A current trend in HPC systems is the utilization of architectures with SIMD or vector extensions to exploit data parallelism. There are several ways to take advantage of such modern vector architectures, each with a different impact on the code and its portability. For example, the use of intrinsics, guided vectorization via pragmas, or compiler autovectorization. Our objectives are to maximize vectorization efficiency and minimize code specialization. To achieve these objectives, we rely on compiler autovectorization. We leverage a set of hardware and software tools that allow us to analyze in detail where autovectorization is suboptimal. Thus, we apply an iterative methodology that allows us to incrementally improve the efficient use of the underlying hardware. In this paper, we apply this methodology to a CFD production code. We evaluate the performance on an innovative configurable platform powered by a RISC-V core coupled with a wide vector unit capable of operating with up to 256 double precision elements. Following the vectorization process, we demonstrate a single-core speedup of 7.6$\times$ compared to its scalar implementation. Furthermore, we show that code portability is not compromised, as our solution continues to exhibit performance benefits, or at the very least, no drawbacks, on other HPC architectures such as Intel x86 and NEC SX-Aurora.

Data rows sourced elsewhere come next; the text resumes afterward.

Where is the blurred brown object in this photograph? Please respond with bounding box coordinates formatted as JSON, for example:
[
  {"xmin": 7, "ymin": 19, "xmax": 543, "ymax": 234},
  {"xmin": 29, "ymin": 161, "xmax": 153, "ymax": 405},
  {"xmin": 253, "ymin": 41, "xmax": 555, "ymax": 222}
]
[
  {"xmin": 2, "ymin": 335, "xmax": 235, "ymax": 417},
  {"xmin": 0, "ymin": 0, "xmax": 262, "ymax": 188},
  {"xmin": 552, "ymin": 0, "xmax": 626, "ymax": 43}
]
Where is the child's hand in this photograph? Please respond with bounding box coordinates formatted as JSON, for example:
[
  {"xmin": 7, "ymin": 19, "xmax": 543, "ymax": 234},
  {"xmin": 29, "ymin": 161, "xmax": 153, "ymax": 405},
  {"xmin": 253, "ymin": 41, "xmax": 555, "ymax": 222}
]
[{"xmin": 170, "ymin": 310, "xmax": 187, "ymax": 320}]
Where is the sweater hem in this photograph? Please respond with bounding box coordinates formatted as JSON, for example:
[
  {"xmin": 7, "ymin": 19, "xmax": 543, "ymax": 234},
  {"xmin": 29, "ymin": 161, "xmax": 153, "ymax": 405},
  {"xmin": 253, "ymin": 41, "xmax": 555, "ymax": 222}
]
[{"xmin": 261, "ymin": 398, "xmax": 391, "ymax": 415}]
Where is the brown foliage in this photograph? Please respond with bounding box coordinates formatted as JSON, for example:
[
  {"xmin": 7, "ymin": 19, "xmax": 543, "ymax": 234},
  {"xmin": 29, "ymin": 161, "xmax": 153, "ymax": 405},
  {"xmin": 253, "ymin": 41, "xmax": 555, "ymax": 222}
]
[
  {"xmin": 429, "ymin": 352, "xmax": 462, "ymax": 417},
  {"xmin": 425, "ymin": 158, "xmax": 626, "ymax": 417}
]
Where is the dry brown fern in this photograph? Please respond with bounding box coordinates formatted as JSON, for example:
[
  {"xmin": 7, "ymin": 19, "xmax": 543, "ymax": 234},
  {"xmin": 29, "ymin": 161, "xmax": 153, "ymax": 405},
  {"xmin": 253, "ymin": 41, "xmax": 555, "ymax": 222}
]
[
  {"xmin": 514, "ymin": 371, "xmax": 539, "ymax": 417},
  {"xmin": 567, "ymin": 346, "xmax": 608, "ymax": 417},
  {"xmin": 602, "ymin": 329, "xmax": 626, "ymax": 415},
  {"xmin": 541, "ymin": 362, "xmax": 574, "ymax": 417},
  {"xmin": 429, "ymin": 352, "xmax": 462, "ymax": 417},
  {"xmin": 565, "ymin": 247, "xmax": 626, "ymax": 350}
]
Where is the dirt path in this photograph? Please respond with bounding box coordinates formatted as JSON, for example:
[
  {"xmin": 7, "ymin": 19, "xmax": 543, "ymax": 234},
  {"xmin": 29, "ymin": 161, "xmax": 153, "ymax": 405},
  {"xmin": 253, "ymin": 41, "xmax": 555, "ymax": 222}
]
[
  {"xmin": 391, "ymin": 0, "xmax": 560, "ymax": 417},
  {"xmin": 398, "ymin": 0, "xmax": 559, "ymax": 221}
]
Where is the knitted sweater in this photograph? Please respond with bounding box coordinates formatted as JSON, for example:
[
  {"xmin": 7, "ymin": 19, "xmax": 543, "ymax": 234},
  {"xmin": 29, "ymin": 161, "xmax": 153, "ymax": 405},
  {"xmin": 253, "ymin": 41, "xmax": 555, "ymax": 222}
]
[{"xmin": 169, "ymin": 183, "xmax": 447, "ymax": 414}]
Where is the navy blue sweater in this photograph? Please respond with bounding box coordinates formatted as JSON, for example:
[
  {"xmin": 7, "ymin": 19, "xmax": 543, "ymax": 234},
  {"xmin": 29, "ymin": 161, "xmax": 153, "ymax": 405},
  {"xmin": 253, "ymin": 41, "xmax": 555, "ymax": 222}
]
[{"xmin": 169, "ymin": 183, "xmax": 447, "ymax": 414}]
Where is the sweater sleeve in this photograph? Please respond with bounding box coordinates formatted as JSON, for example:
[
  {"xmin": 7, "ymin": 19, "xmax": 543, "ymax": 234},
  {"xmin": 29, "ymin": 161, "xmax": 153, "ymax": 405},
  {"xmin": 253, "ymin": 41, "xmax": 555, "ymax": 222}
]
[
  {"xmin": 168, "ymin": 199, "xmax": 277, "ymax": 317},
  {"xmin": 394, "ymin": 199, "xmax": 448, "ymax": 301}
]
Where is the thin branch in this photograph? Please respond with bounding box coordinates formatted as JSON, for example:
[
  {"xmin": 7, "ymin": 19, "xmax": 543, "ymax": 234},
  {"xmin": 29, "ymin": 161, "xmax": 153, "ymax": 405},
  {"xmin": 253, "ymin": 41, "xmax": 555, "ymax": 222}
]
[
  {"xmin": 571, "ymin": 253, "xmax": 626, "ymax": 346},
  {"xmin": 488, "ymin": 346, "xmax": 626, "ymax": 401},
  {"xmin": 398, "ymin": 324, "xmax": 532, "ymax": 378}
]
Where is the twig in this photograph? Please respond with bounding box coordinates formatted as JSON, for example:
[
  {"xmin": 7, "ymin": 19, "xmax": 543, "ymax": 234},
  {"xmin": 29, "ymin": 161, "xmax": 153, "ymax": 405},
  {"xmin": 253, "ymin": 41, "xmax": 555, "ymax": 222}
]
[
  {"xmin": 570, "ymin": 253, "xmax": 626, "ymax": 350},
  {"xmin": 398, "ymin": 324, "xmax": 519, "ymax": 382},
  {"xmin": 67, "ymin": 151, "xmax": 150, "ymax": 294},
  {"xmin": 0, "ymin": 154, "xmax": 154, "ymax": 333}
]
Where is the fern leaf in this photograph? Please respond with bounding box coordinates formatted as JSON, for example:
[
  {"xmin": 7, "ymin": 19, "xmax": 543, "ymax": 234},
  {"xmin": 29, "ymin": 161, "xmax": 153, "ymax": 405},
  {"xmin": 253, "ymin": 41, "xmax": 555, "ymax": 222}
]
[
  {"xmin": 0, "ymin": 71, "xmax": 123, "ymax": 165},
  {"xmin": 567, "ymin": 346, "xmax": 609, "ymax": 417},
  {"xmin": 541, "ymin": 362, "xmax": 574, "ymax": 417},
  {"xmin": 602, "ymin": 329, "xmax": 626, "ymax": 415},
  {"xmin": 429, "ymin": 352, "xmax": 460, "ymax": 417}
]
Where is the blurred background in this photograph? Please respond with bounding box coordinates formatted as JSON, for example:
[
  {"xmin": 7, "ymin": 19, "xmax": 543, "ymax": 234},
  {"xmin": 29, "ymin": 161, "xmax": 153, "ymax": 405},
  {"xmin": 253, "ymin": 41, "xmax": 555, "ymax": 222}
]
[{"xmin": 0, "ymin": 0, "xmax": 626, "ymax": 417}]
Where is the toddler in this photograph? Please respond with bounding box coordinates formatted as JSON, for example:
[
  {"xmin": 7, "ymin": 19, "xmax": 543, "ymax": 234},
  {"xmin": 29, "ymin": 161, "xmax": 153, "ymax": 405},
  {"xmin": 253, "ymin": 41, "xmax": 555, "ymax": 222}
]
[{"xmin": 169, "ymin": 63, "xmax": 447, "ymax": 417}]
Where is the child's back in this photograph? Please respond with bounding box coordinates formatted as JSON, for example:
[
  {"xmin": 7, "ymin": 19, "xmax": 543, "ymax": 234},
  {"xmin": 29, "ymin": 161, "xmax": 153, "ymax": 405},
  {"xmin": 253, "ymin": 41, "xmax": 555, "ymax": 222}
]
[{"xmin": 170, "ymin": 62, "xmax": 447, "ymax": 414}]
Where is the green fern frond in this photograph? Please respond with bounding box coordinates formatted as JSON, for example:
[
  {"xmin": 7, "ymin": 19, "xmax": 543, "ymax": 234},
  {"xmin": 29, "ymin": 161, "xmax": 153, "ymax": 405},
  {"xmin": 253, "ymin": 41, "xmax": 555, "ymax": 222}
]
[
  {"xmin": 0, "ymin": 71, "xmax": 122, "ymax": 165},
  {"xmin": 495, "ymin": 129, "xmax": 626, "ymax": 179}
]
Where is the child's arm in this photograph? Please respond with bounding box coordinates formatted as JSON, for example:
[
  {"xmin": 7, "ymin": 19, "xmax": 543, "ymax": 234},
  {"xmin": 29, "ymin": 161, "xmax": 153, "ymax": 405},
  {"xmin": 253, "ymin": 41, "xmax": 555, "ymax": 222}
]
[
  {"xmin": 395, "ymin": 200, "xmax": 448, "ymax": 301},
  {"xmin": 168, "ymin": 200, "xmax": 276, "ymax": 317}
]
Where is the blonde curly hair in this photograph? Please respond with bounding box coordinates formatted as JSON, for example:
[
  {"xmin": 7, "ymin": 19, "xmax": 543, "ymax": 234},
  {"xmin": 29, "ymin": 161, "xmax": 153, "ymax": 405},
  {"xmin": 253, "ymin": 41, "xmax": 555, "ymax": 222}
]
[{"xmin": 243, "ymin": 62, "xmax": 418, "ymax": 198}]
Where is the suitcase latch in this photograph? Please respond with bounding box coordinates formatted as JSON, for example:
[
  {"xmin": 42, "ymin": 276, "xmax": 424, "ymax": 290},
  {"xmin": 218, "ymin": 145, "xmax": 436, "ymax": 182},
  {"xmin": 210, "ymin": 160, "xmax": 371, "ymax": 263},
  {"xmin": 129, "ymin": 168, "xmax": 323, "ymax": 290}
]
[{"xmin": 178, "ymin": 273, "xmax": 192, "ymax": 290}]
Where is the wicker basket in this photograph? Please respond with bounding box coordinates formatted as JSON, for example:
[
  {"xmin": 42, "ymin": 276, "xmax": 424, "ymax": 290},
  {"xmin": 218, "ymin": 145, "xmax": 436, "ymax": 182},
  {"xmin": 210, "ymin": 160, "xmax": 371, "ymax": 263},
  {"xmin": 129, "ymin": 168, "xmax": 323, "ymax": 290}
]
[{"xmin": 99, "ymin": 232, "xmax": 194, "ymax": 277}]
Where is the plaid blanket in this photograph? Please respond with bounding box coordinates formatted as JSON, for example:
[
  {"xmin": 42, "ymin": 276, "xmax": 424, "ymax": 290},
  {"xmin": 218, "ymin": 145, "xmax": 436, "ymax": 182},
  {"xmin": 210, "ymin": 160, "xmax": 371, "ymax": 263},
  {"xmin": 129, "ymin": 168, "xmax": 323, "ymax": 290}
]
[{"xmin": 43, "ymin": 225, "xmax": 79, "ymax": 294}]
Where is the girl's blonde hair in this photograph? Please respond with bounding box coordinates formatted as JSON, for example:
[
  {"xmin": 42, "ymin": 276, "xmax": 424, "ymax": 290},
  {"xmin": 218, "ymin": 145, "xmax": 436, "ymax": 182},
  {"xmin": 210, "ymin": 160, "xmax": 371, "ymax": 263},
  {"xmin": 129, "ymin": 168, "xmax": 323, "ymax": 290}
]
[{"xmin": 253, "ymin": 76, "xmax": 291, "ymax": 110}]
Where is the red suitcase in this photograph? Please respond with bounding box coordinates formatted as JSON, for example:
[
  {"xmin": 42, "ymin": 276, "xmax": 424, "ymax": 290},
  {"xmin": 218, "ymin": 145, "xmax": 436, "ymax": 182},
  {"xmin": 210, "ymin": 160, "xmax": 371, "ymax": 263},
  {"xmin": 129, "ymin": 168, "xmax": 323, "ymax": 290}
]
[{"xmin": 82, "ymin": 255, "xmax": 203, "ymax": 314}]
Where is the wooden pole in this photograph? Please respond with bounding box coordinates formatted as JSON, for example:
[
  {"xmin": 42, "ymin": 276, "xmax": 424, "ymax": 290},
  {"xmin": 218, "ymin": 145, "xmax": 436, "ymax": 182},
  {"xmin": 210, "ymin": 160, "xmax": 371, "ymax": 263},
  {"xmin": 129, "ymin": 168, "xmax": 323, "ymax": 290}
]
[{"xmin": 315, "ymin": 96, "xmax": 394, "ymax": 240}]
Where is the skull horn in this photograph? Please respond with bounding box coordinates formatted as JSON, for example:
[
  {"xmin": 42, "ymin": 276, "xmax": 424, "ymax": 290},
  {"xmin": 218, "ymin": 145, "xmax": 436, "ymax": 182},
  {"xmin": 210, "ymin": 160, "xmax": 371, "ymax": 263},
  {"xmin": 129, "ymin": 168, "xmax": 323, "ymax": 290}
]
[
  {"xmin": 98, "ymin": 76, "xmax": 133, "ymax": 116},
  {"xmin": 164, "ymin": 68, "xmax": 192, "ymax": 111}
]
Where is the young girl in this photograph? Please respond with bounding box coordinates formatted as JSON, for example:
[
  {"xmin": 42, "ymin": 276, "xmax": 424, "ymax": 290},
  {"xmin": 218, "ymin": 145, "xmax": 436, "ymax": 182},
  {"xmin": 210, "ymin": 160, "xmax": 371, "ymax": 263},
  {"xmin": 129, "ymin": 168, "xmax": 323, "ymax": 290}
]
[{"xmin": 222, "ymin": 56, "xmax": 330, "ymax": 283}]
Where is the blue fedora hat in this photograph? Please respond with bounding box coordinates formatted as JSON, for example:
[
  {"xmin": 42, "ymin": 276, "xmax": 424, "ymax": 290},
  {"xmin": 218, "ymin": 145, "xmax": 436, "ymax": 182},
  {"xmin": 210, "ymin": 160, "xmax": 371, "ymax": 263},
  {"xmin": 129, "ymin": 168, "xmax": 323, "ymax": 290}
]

翻译：当前高性能计算系统的发展趋势是利用具有SIMD或向量扩展的架构来开发数据并行性。利用此类现代向量架构存在多种方式，每种方式对代码及其可移植性产生不同影响，例如使用内联函数、通过编译指示引导向量化或编译器自动向量化。我们的目标是最大化向量化效率并最小化代码特化。为实现这些目标，我们依托编译器自动向量化技术，并借助一套硬件与软件工具集来精确分析自动向量化的次优环节。通过采用迭代式方法论，我们能够逐步提升底层硬件的利用效率。本文将这一方法论应用于计算流体力学生产代码，并在基于RISC-V核心的创新可配置平台上进行性能评估，该平台搭载的宽向量单元可支持多达256个双精度元素运算。经过向量化优化后，相较于标量实现版本，我们实现了单核7.6$\times$的加速比。此外，我们的解决方案在保持代码可移植性的同时，在其他高性能计算架构（如Intel x86和NEC SX-Aurora）上仍能保持性能优势或至少无性能损失。